A Spatiotemporal Atlas of Cerebrovascular Development in Zebrafish: From Vasculatures to Cells and Molecules

The cerebrovascular system plays a pivotal role in brain development and the maintenance of its functions. Although several single-cell transcriptomic studies have delineated the molecular profiles of brain vasculature, integrating these data into a coherent multiscale understanding across molecular, cellular, and vascular network architecture remains a fundamental challenge. Here, we present a comprehensive spatiotemporal atlas of zebrafish cerebrovascular development that bridges these scales by combining in situ sequencing with three-dimensional (3D) vascular network reconstruction. Our quantitative 3D analysis revealed region-specific cerebrovascular growth dynamics at 3, 6, and 11 days post-fertilization.
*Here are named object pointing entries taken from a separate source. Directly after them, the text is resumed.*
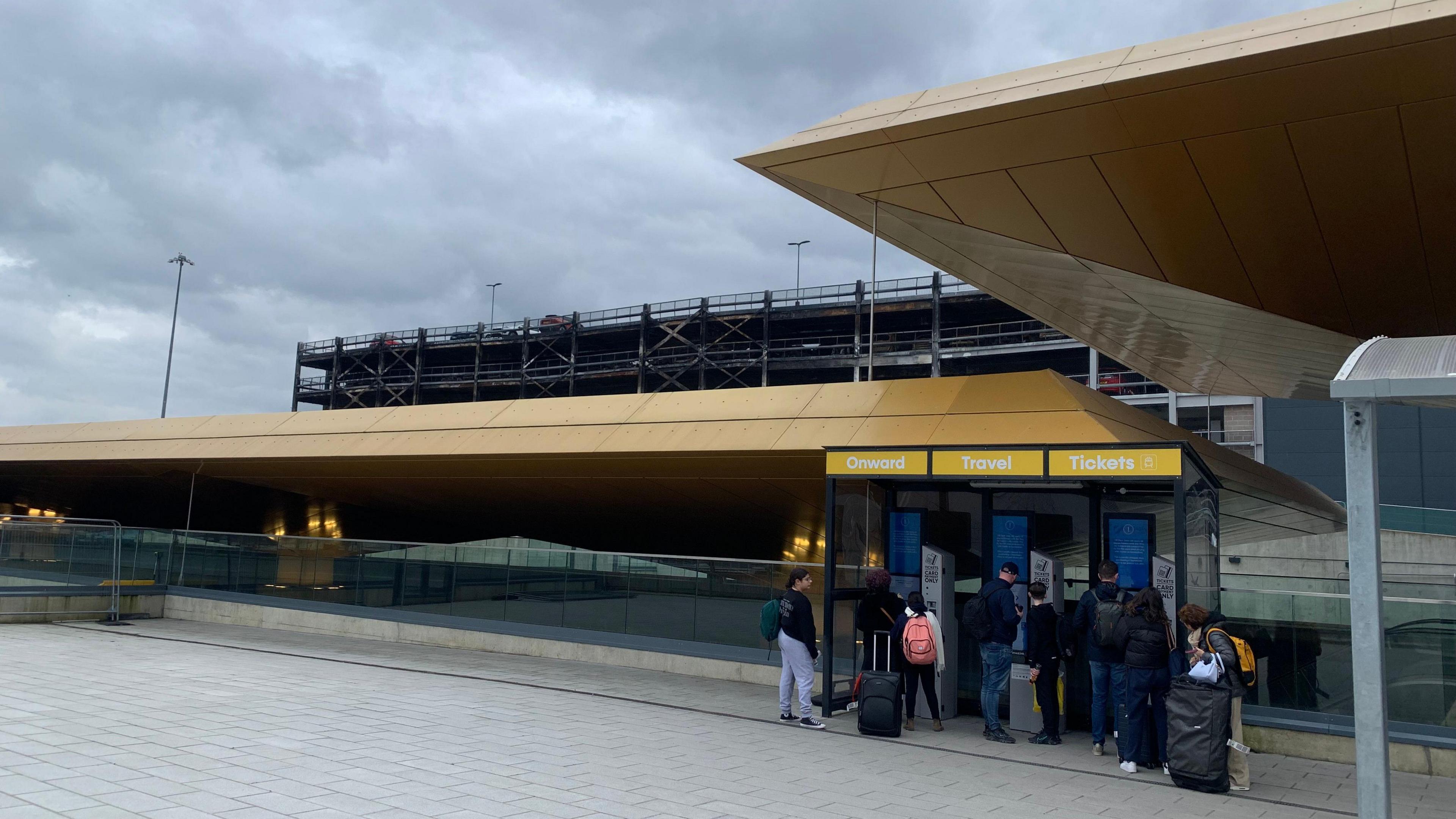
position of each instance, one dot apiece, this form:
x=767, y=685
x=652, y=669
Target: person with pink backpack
x=924, y=651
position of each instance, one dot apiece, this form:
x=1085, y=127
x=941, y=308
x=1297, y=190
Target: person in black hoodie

Through single-cell RNA sequencing, we identified endothelial cell (EC) subtypes at these stages and validated their molecular signatures and cross-species conservation during vascular development. Spatial transcriptomics further demonstrated that capillary ECs are the predominant vascular subtype within intracranial vessels, showing progressive enrichment in mesencephalic/metencephalic regions. Importantly, we identified three previously uncharacterized genes (slc16a1a, zgc:158423, and si:ch73-86n18.1) that critically contribute to blood-brain barrier integrity. Our study systematically deciphers the molecular profile of ECs during development, establishing a foundational framework for understanding the dynamic landscape of cerebrovascular development. Overall design: Endothelial-specific Tg(kdrl:eGFP) transgenic zebrafish line was used to isolate the brain endothelial cells by flow cytometry at 3, 6, and 11 dpf, and then performed 10x Genomics scRNA-seq on the sorted cells with 3' labelling strategy.